Explore Confidence Interval, Population Mean, σ known
The script below provides a way to
- Create a populatios of values with specified mean and standard deviation.
- Verify the mean and standard deviation of each population.
- Specify the size of a sample to be taken from the population.
- Specify the confidence level to use.
- Specify the number of times to take such samples.
- Perform the sampling and, for each sample, generate a confidence interval
for the population means based on the sample mean.
- Keep track of the number of times that the generated confidence interval
actually contains the true mean.
- Report that count.
- Report the standard deviation of the collection of the sample means.
By asking for a significant number of samples, say 10,000, we can see that
we really do get close to the specified confidence level of successes.
Furthermore, we get a confirmation that the standard deviation of the
sample means that we found is really close to the
predicted standard deviation based on the population standard deviation and the sample size.
In the folder containing the function scripts for this course create a new directory, copy the model.R file to that directory,
rename the file in the new directory, double click on the file to open Rstudio.
Then copy all of the text below the line and paste it into your Rstudio editor pane.
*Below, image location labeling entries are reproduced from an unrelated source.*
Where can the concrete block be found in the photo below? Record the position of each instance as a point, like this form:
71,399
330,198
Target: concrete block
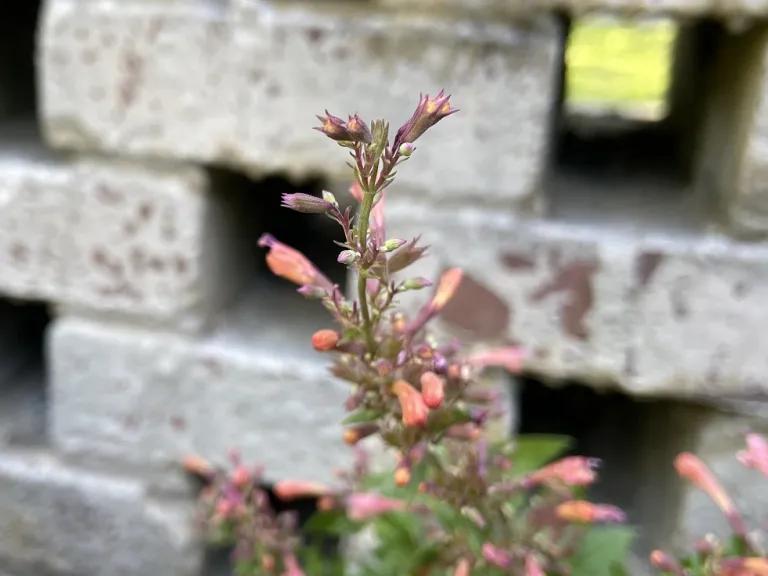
654,315
34,220
152,242
733,158
154,93
149,399
61,521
Then, you can highlight the entire
script and run it to use the default values. After that you can go back and change parameters and run the script again to
explore the consequences of those changes.
# We look at the confidence interval for the
# population mean when we know
# the standard deviation of the population.
# first set up a goal population
goal_mean <- 23.2
goal_sd <- 5.3
# then create the population, with
# 1000 values in it
# First generate an approximate standard normal
pop <- rnorm( 1000 )
# Then get its mean and standard deviation
mu_pop <- mean( pop )
# we want the standard deviation of the population
source("../pop_sd.R")
sd_pop <- pop_sd( pop )
# Then create the distribution we want
pop <- ( (pop-mu_pop)/sd_pop )* goal_sd + goal_mean
# finally, verify that we have the right population
mean( pop )
pop_sd( pop )
# Now set the confidence level
c_level <- 0.93
# Now we want to repeat the following process of
# getting a sample from the population,
# and then generating the confidence interval
# for the population mean.
# While we are at this, and because we know what that
# mean is, we can count the number of times
# that the true mean is inside our interval.
# Furthermore, let us keep track of the observed
# sample means so that later we can compare the
# standard deviation of those sample means to the
# predicted value
samp_size <- 12
num_reps <- 100
num_success <- 0
num_fail <- 0
true_mean <- goal_mean
predicted_sd <- goal_sd/sqrt( samp_size )
samp_means <- (1:num_reps) # to hold the sample means
# since the confidence level is set we can find
# z value with half the area to its right
alpha_div_2 <- (1 - c_level)/2
z_val <- qnorm( alpha_div_2, lower.tail=FALSE)
for( i in (1:num_reps) )
{ # choose samples from pop one get sample mean
index_1 <- as.integer( runif( samp_size, 1, 1001))
samp <- pop[ index_1 ]
xbar <- mean( samp )
samp_means[i] <- xbar
# get the confidence interval
ci_low <- xbar - z_val*predicted_sd
ci_high <- xbar + z_val*predicted_sd
in_ci <- (ci_low <= goal_mean ) &&
( goal_mean <= ci_high )
if( in_ci )
{ num_success <- num_success+1} else
{ num_fail <- num_fail + 1}
}
# report the number of successes
num_success
# report the standard deviation of our sample means
sd( samp_means )
# and our predicted value
predicted_sd